Mostly whimsical reflections on life
The teen years are when young people begin to explore and establish self-identity with increasing independence from their parents.
Parental influences, or the absence of a parental presence, shape the search for self-identity and possibly determine its trajectory.
But the search for who you are isn’t confined to teenagers. Young adults face critical decisions about mates, careers and lifestyles. Middle age adults encounter what we broadly describe as mid-life crisis that can shake a marriage, launch a new career or land you on a Harley.
At any time in life, someone can encounter a crisis that forces a self-evaluation of personal priorities. You can discover your real pain threshold, the discipline to persevere or the daring to stare down danger. You also can watch yourself disintegrate under pressure.
When you really think about it, life is a continuous carousel of self-discovery. If you are true to yourself, you will keep looking for ways to be yourself.
Being yourself involves a lot more than putting on whatever clothes you feel like in the morning. Being yourself means recognizing your unique set of talents and making the most of them, as only you can.
Many teenagers block out the quest for self-discovery by following the crowd. They wear the same clothes, listen to the same music and act the same so they blend in, not stand out.
Adults push away self-discovery by allowing daily routines of job and family to dominate to the point that their inner resolve to be themselves is dulled. Being what you can be begins to look like just another, sleep-shortening chore.
Bucket lists capture things you still want to do, but they don’t hold much water for what you want to be.
Life dreams are often just that, dreams. They can involve more whimsy than will. I dreamed of playing for the New York Yankees, but I never actually thought I would wear pinstripes.
The search for self-identiy boils down to something very different than wishing and dreaming. The search is all about personal decision-making. You discover who you really are by having the courage to become that person.
The biggest variable in discovering your self-identity is what you don’t do, the risk you shy away from taking.
People shun risk because it they fear it may end up in failure. It may. So what? A closed door is just an invitation to find another just-as-appealing door that is open. Failure is one of the best learning tools we have. You know what doesn’t work, so you can trek on to find something that does.

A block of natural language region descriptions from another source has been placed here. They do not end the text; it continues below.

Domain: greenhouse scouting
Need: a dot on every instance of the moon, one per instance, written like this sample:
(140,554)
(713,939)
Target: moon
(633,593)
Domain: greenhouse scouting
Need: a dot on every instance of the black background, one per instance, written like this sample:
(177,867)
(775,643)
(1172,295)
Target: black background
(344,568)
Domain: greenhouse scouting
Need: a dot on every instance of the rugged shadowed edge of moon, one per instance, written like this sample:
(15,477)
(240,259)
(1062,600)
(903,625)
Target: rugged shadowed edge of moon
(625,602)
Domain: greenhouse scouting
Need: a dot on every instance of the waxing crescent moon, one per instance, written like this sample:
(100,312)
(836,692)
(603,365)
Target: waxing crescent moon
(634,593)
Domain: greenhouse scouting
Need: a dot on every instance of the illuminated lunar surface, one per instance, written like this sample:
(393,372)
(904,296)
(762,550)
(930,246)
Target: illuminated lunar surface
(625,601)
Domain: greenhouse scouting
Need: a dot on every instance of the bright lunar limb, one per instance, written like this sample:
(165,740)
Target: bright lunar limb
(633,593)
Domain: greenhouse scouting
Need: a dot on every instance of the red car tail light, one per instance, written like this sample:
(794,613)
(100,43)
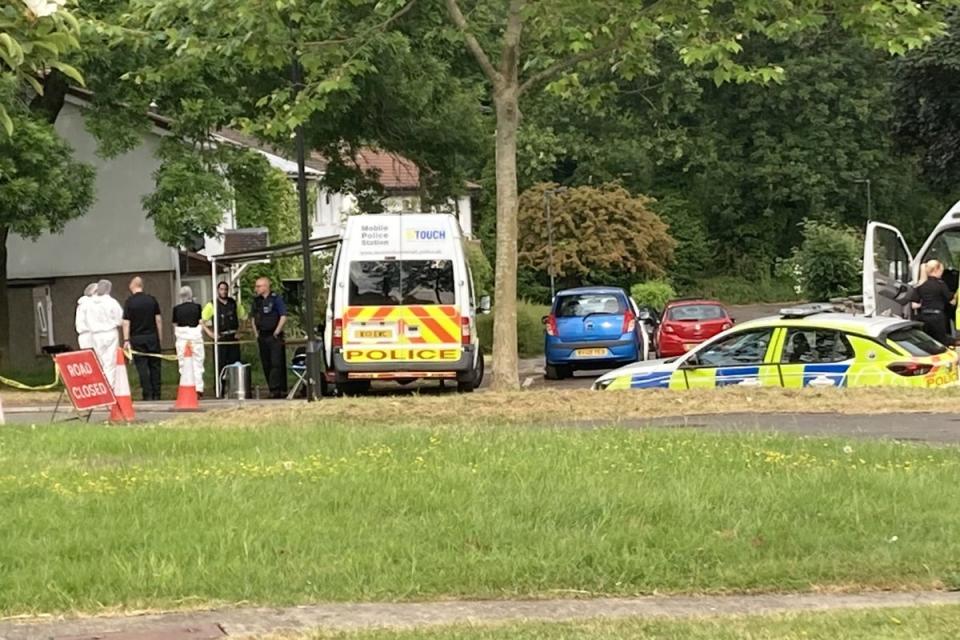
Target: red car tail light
(910,369)
(629,322)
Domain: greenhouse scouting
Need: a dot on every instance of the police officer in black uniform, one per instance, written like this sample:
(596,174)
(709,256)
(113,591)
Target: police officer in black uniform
(269,315)
(228,325)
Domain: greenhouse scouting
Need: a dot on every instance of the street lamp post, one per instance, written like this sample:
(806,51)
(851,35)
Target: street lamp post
(867,182)
(546,204)
(313,372)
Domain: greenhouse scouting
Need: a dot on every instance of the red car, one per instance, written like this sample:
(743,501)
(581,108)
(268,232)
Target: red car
(687,323)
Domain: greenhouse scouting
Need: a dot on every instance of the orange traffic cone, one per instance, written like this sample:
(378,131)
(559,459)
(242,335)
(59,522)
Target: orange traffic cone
(187,399)
(122,411)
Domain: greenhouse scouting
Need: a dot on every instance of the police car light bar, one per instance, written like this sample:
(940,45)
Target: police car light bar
(807,310)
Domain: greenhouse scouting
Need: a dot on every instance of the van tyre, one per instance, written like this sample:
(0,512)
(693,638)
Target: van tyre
(474,379)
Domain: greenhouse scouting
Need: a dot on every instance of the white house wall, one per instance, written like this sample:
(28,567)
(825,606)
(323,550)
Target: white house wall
(115,235)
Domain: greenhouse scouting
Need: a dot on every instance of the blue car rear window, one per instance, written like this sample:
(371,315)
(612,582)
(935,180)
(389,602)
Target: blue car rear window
(585,304)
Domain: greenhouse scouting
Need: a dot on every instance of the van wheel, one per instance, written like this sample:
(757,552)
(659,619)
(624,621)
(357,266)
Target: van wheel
(353,387)
(476,377)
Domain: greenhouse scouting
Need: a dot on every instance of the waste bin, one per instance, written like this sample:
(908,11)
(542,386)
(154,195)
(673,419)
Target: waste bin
(235,383)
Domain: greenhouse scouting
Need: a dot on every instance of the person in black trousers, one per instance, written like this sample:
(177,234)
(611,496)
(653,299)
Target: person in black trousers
(269,315)
(934,298)
(142,331)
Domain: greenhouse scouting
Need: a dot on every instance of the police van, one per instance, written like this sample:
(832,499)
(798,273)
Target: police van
(890,269)
(402,304)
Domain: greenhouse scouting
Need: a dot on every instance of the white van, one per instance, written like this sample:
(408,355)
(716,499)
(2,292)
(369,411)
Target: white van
(890,268)
(401,304)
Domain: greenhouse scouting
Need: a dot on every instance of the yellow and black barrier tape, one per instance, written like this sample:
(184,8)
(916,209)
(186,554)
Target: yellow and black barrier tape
(7,382)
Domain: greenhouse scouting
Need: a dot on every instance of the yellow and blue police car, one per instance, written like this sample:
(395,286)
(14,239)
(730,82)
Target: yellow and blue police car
(806,346)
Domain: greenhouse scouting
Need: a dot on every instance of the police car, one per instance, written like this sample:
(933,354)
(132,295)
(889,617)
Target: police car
(808,346)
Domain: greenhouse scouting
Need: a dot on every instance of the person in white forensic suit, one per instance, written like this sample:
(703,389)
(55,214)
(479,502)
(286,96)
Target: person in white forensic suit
(187,327)
(81,320)
(105,319)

Like most good things in life, your self-identity doesn’t just plop into your lap. You have to get off your duff and go find it, typically one step at a time, frequently without a map or even a flashlight. Remember, it’s your identity, so no one else really has a clue.
The worst self-discovery you can make is that you never gave much effort to finding out your true self-identity. You may be a putz, but the question is did you have to be one? Procrastination and fecklessness may explain why you still have no idea who you are or why you were living, but it won’t justify the missed opportunity of finding a special path that would have been all your own.
We view it as a compliment when someone is said to be “comfortable in his/her own skin.” People comfortable in their own skin usually are people with a pretty good idea of who they are under that skin.
You don’t have to be different than everyone else to be you. You just have to be you.